Lexipedia

Décision

PE.2013.0278

CDAP - PE.2013.0278 - 2014-06-02 - A. X._____ Y.__ Z._____/Service de la population (SPOP)

2 juin 2014Français18 min

Source vd.ch

Faits

Vu les faits suivants

A.

A. X.________ Y.________ Z.________,

ressortissante portugaise née le 5 juin 1974, séparée depuis 2005, est la mère

de trois enfants, B., née le 31 décembre 1992, C., né le 16 août 1995, et D.,

né le 24 avril 1999. Elle est entrée en Suisse le 15 mai 2001 et a été mise au

bénéfice d'un permis de saisonnier valable jusqu'au 14 février 2002. Elle a par

la suite été mise au bénéfice d'une autorisation de séjour délivrée par les

autorités valaisannes, valable jusqu'au 3 mars 2008.

B.

Le 10 mars 2008, A. X.________ Y.________ Z.________

a annoncé son arrivée dans le canton de Vaud, suite à sa prise d'un emploi dans

un restaurant de 2******** dès le 1er janvier 2008. Elle et ses

enfants ont alors été mis au bénéfice d'une autorisation de séjour délivrée par

les autorités vaudoises, valable jusqu'au 3 mars 2013.

C.

A. X.________ Y.________ Z.________ et ses

enfants ont été mis au bénéfice du revenu d'insertion (RI) pour la période du 1er

mars au 31 mai 2008, puis dès le 1er janvier 2009, à concurrence de

3'515 fr. par mois, soit un forfait pour quatre personnes de 2'375 fr. et une

participation au loyer par 1'140 francs. En date du 9 juin 2009, le montant

total de l'assistance versée s'élevait à 30'082 fr. 35.

Le 6 juillet 2009, le Service de la

population (ci-après: le SPOP), constatant qu'A. X.________ Y.________ Z.________

n'avait plus d'autonomie financière, a invité celle-ci à tout entreprendre pour

recouvrer une telle autonomie, sous peine de voir son autorisation de séjour

révoquée. Le SPOP a informé l'intéressée qu'il procéderait à une nouvelle

analyse de sa situation une année plus tard.

Le 7 juillet 2010, le SPOP a

réactivé le dossier. Il résulte des renseignements obtenus à la date du 13

juillet 2010 qu'A. X.________ Y.________ Z.________ et ses enfants avaient

bénéficié du RI jusqu'au 31 juillet 2009, pour un montant total de 15'436.40. Le

7 septembre 2010, le SPOP a invité A. X.________ Y.________ Z.________ à

produire toutes preuves de ses moyens financiers. Il résulte des renseignements

communiqués qu'une demande de RI était en cours.

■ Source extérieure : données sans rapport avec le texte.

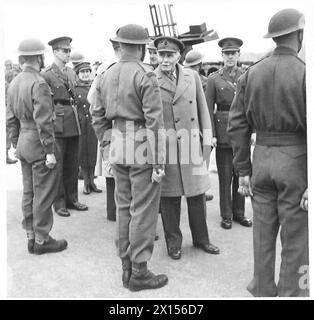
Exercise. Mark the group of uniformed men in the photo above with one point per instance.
(163, 122)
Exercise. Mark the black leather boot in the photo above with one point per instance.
(142, 278)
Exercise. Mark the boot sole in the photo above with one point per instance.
(135, 288)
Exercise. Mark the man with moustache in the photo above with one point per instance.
(271, 99)
(61, 80)
(220, 91)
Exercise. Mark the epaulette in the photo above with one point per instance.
(256, 62)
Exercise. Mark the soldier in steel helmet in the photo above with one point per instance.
(61, 80)
(30, 121)
(186, 117)
(221, 87)
(270, 99)
(129, 95)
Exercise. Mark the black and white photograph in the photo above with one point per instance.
(156, 150)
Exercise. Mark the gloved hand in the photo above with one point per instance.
(51, 161)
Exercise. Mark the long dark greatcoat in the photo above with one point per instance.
(88, 140)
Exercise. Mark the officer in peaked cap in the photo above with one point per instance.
(271, 99)
(135, 103)
(168, 44)
(76, 57)
(30, 119)
(62, 80)
(88, 141)
(193, 60)
(221, 87)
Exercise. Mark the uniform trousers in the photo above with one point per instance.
(137, 211)
(67, 193)
(230, 201)
(279, 179)
(171, 212)
(39, 192)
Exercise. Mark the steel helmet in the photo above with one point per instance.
(192, 58)
(132, 34)
(284, 22)
(31, 47)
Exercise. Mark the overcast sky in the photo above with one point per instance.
(92, 22)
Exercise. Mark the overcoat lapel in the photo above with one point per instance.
(59, 73)
(164, 81)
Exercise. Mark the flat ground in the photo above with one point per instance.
(89, 268)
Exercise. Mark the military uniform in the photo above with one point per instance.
(30, 121)
(271, 99)
(220, 90)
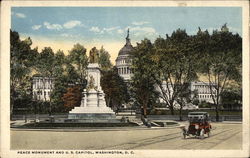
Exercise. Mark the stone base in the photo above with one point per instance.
(91, 116)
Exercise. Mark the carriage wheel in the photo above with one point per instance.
(208, 134)
(202, 133)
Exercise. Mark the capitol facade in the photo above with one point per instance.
(124, 61)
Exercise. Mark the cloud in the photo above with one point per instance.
(70, 35)
(104, 30)
(143, 31)
(95, 29)
(120, 31)
(110, 29)
(139, 22)
(36, 27)
(52, 26)
(20, 15)
(72, 24)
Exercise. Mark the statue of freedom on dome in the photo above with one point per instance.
(93, 55)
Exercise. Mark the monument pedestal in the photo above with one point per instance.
(93, 106)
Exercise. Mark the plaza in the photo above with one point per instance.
(223, 136)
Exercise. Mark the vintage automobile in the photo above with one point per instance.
(199, 125)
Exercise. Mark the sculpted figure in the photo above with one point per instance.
(91, 84)
(93, 55)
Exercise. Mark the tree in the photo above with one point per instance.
(61, 81)
(46, 67)
(115, 88)
(175, 65)
(221, 62)
(104, 60)
(21, 63)
(72, 97)
(142, 80)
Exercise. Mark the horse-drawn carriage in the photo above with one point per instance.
(199, 125)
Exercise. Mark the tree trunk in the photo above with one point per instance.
(145, 111)
(180, 113)
(171, 109)
(217, 113)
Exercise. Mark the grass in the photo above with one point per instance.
(76, 125)
(185, 112)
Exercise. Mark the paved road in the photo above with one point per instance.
(223, 136)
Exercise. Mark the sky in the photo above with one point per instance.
(62, 27)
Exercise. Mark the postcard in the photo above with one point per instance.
(124, 79)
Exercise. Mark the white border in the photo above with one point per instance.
(5, 69)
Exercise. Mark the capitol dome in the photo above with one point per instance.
(124, 61)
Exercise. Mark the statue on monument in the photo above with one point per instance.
(91, 84)
(93, 55)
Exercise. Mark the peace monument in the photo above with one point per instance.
(93, 106)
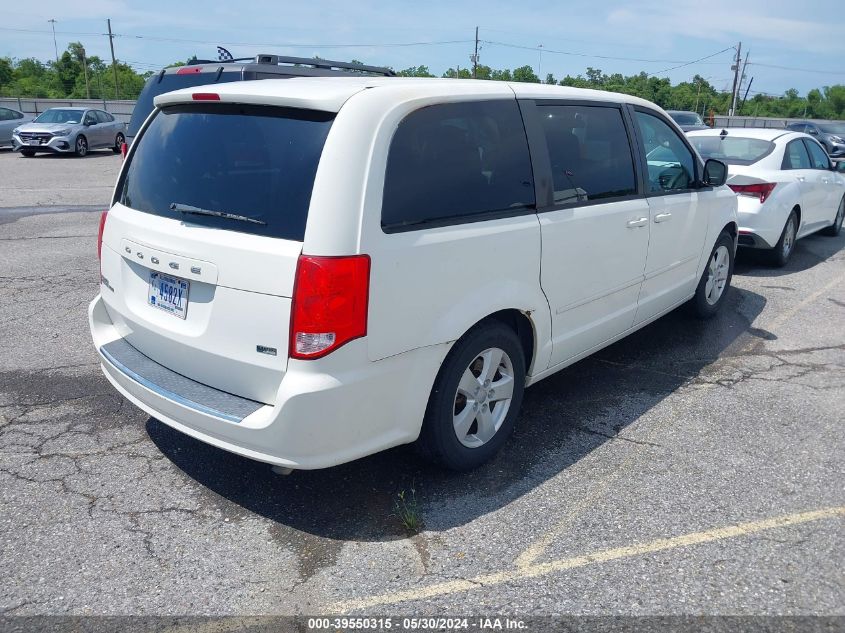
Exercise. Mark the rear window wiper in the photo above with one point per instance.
(189, 210)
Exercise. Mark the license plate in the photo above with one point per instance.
(169, 294)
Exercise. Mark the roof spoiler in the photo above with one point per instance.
(276, 60)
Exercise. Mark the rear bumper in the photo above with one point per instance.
(326, 412)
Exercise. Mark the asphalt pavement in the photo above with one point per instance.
(692, 468)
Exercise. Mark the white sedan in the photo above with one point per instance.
(786, 185)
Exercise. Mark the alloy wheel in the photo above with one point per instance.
(717, 275)
(483, 397)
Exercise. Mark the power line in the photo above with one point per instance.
(695, 61)
(801, 70)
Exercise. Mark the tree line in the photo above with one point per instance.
(66, 78)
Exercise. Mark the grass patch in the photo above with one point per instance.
(405, 507)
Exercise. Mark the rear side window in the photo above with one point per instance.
(818, 157)
(733, 150)
(457, 160)
(589, 152)
(256, 162)
(795, 156)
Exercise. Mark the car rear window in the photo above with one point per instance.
(733, 150)
(256, 162)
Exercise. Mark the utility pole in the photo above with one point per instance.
(736, 69)
(475, 57)
(55, 46)
(85, 68)
(540, 63)
(113, 63)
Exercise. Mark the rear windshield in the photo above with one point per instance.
(167, 83)
(733, 150)
(255, 162)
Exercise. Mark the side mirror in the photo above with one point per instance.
(715, 173)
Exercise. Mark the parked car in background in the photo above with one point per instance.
(205, 71)
(9, 120)
(786, 184)
(442, 245)
(70, 131)
(688, 121)
(830, 134)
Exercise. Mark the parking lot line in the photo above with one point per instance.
(592, 558)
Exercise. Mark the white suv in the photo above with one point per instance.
(308, 271)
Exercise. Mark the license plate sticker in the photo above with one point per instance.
(169, 294)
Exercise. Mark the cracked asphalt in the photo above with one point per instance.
(683, 428)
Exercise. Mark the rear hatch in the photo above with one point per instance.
(201, 245)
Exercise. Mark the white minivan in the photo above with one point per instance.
(312, 270)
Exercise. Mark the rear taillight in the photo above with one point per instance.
(760, 190)
(100, 233)
(329, 307)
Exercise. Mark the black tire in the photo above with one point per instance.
(439, 441)
(780, 254)
(81, 146)
(705, 303)
(834, 229)
(118, 141)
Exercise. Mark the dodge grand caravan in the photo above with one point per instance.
(309, 271)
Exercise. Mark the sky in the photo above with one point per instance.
(791, 44)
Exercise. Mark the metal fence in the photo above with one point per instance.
(751, 121)
(121, 110)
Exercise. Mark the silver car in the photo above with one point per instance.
(70, 130)
(9, 120)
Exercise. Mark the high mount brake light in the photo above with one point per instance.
(329, 306)
(760, 190)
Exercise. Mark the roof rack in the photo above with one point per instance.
(277, 60)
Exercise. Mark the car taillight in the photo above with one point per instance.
(761, 189)
(100, 233)
(329, 307)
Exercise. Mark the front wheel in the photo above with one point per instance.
(834, 229)
(476, 398)
(81, 147)
(119, 140)
(716, 279)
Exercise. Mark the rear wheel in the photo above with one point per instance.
(118, 141)
(782, 251)
(81, 147)
(834, 229)
(476, 398)
(716, 279)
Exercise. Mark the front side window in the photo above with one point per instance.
(818, 157)
(256, 164)
(795, 156)
(458, 160)
(589, 152)
(671, 165)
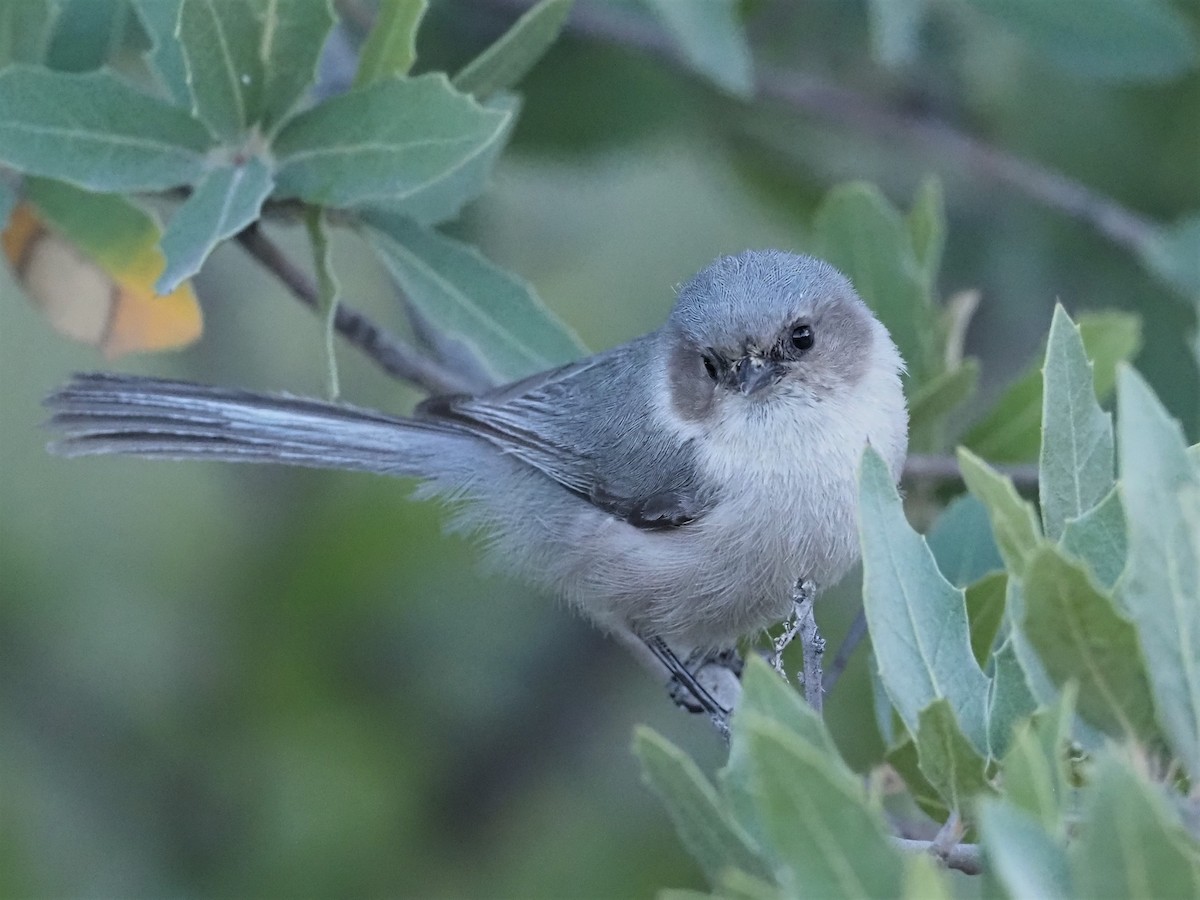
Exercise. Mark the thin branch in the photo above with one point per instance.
(853, 109)
(391, 354)
(965, 857)
(946, 468)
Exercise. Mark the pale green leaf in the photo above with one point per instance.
(961, 541)
(96, 131)
(861, 233)
(1131, 843)
(7, 202)
(1077, 460)
(1174, 256)
(1105, 40)
(917, 619)
(225, 75)
(703, 826)
(1035, 768)
(461, 293)
(390, 48)
(166, 57)
(443, 198)
(936, 399)
(985, 612)
(948, 761)
(1098, 539)
(87, 34)
(25, 29)
(385, 142)
(225, 202)
(1011, 431)
(927, 219)
(1081, 636)
(1013, 521)
(508, 60)
(328, 291)
(1161, 589)
(827, 840)
(1025, 858)
(925, 880)
(1009, 701)
(291, 39)
(712, 39)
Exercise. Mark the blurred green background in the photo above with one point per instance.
(228, 681)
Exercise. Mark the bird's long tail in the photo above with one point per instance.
(179, 420)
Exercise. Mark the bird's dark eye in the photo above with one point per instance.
(802, 337)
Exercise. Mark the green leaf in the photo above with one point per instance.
(1174, 256)
(985, 612)
(961, 541)
(465, 295)
(516, 52)
(96, 131)
(1026, 859)
(1080, 636)
(1009, 701)
(1105, 40)
(7, 203)
(711, 36)
(1035, 767)
(927, 219)
(385, 142)
(443, 198)
(328, 291)
(706, 829)
(955, 769)
(933, 401)
(1098, 539)
(1077, 460)
(903, 759)
(925, 880)
(1013, 521)
(225, 75)
(1131, 843)
(87, 34)
(867, 238)
(166, 57)
(1161, 589)
(291, 40)
(25, 30)
(827, 840)
(390, 48)
(225, 202)
(1011, 431)
(917, 619)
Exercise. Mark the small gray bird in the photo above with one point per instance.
(673, 487)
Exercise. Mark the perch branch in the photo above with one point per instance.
(391, 354)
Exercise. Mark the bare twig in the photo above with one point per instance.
(946, 468)
(850, 108)
(391, 354)
(965, 857)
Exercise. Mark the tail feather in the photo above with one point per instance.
(179, 420)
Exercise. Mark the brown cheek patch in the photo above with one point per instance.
(691, 390)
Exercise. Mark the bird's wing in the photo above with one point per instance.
(589, 427)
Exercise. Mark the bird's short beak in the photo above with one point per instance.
(753, 373)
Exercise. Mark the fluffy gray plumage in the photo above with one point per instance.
(675, 486)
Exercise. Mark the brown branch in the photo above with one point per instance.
(844, 106)
(946, 468)
(391, 354)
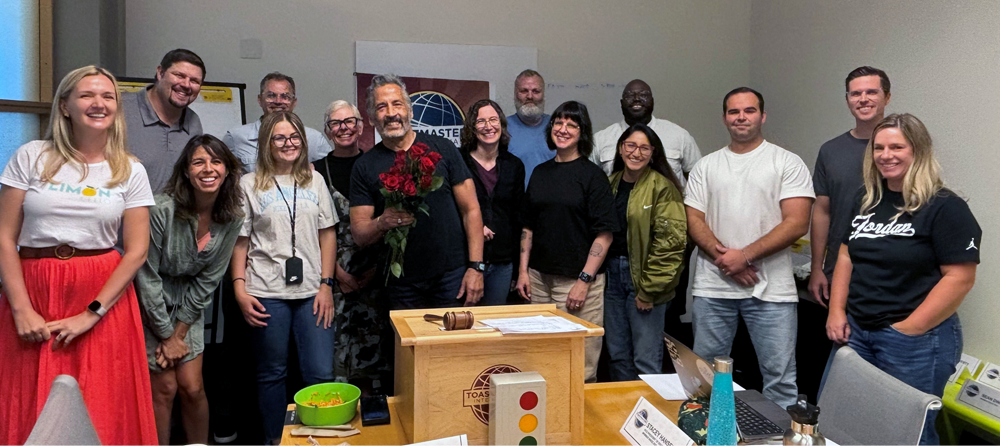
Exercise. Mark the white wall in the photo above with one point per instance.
(944, 62)
(691, 52)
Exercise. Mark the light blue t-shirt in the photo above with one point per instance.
(528, 143)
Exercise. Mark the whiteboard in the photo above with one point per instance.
(498, 65)
(220, 105)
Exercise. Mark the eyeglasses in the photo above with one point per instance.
(335, 124)
(569, 125)
(630, 147)
(493, 121)
(628, 95)
(273, 97)
(280, 141)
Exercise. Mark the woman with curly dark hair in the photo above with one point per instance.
(193, 229)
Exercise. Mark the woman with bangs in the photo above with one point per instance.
(283, 265)
(906, 264)
(568, 219)
(67, 291)
(193, 229)
(646, 254)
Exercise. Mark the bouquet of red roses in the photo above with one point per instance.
(404, 187)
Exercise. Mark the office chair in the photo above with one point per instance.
(64, 419)
(864, 406)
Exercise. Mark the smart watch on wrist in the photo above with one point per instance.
(98, 309)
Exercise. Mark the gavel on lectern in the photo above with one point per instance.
(453, 320)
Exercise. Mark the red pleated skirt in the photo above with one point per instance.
(109, 360)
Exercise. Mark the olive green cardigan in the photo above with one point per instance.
(657, 234)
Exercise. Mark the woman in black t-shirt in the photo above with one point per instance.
(499, 180)
(568, 221)
(906, 263)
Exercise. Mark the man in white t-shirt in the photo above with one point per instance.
(637, 106)
(746, 204)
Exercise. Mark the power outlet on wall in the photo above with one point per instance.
(251, 49)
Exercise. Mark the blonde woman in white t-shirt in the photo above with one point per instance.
(68, 293)
(283, 265)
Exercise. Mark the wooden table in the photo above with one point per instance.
(605, 407)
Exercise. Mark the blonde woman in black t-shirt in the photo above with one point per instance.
(905, 264)
(568, 219)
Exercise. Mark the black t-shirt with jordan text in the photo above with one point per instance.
(897, 260)
(437, 243)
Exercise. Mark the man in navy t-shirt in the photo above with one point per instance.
(837, 176)
(443, 259)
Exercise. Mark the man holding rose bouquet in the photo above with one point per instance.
(429, 218)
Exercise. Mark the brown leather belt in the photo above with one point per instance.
(61, 252)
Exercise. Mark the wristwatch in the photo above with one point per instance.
(96, 308)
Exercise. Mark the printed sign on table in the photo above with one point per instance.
(647, 426)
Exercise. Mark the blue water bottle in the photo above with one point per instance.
(722, 408)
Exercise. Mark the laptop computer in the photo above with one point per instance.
(758, 418)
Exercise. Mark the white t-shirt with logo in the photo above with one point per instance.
(82, 213)
(268, 224)
(741, 195)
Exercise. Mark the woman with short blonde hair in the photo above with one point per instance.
(906, 264)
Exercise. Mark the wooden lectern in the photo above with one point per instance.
(443, 377)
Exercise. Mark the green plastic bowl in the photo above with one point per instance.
(323, 416)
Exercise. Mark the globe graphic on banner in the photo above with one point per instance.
(433, 109)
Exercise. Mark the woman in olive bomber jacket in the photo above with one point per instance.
(646, 256)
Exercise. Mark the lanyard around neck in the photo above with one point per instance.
(293, 208)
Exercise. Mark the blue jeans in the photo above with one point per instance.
(435, 292)
(773, 330)
(634, 338)
(315, 345)
(496, 283)
(924, 362)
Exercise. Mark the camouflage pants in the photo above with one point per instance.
(360, 325)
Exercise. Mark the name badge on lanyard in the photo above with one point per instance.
(293, 266)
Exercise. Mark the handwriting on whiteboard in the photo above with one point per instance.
(586, 86)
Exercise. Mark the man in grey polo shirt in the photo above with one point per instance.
(277, 93)
(158, 119)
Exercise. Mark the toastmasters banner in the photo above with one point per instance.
(439, 105)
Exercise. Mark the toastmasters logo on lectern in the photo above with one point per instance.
(478, 397)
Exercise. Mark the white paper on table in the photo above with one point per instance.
(460, 440)
(669, 386)
(536, 324)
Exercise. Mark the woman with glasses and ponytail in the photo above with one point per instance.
(283, 265)
(68, 305)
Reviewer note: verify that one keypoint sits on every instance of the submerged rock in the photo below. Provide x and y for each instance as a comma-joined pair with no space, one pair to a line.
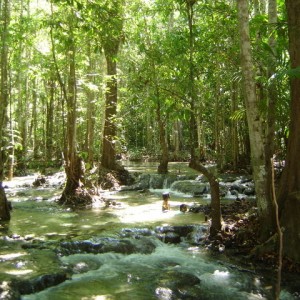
124,246
25,287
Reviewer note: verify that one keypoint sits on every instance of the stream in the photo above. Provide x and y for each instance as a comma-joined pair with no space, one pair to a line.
127,256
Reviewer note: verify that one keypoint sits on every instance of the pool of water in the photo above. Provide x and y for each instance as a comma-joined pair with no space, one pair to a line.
165,273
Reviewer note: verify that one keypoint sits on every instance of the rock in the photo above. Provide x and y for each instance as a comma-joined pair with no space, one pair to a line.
124,246
40,283
8,291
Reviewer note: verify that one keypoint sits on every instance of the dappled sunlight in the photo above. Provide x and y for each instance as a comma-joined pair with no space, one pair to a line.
19,272
10,256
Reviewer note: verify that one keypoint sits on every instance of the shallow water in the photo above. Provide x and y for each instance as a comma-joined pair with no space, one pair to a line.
110,275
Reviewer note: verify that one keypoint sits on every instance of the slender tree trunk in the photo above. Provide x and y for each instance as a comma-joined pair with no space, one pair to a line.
164,160
255,126
289,193
108,158
194,163
50,120
90,116
73,164
5,18
271,115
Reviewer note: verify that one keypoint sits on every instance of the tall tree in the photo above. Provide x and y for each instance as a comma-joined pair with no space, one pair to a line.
4,95
289,193
72,193
254,120
111,37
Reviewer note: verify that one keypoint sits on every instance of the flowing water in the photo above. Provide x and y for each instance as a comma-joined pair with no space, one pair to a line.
168,272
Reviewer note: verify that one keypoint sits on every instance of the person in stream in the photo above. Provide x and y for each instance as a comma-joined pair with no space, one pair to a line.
166,204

Par décision du 25 janvier 2011, le

SPOP a révoqué les autorisations de séjour d'A. X.________ Y.________ Z.________

et de ses enfants.

D.

Le 4 septembre 2011, A. X.________ Y.________ Z.________

a demandé le réexamen de son dossier. Elle a notamment exposé qu'elle avait

débuté un emploi dans la restauration dès le 1er février 2011. Elle

a joint à sa requête son contrat de travail, des fiches de salaire attestant

d'un revenu mensuel net de 2'940 fr. 85, un bail à loyer pour un appartement au

loyer mensuel de 1'450 fr. et un jugement de divorce prévoyant le paiement en

faveur des enfants d'A. X.________ Y.________ Z.________, par leur père, d'une

pension mensuelle de 450 fr., allocations familiales en sus, pour chacun d'eux.

Le 12 septembre 2011, le SPOP a annulé

sa décision du 25 janvier 2011 et délivré des autorisations de séjour à A. X.________

Y.________ Z.________ et ses enfants, valables jusqu'au 3 mars 2013.

E.

Le 20 février 2012, le Bureau du Contrôle des

habitants de la Commune de 1******** a informé le SPOP qu'A. X.________ Y.________

Z.________ avait été licenciée de son emploi au 30 novembre 2011 et qu'elle

faisait l'objet de poursuites pour 17'724 fr. 85 et d'actes de défaut de biens

pour 33'377 fr. 20. L'intéressée a de nouveau été mise au bénéfice des

prestations du RI à compter du 1er janvier 2012.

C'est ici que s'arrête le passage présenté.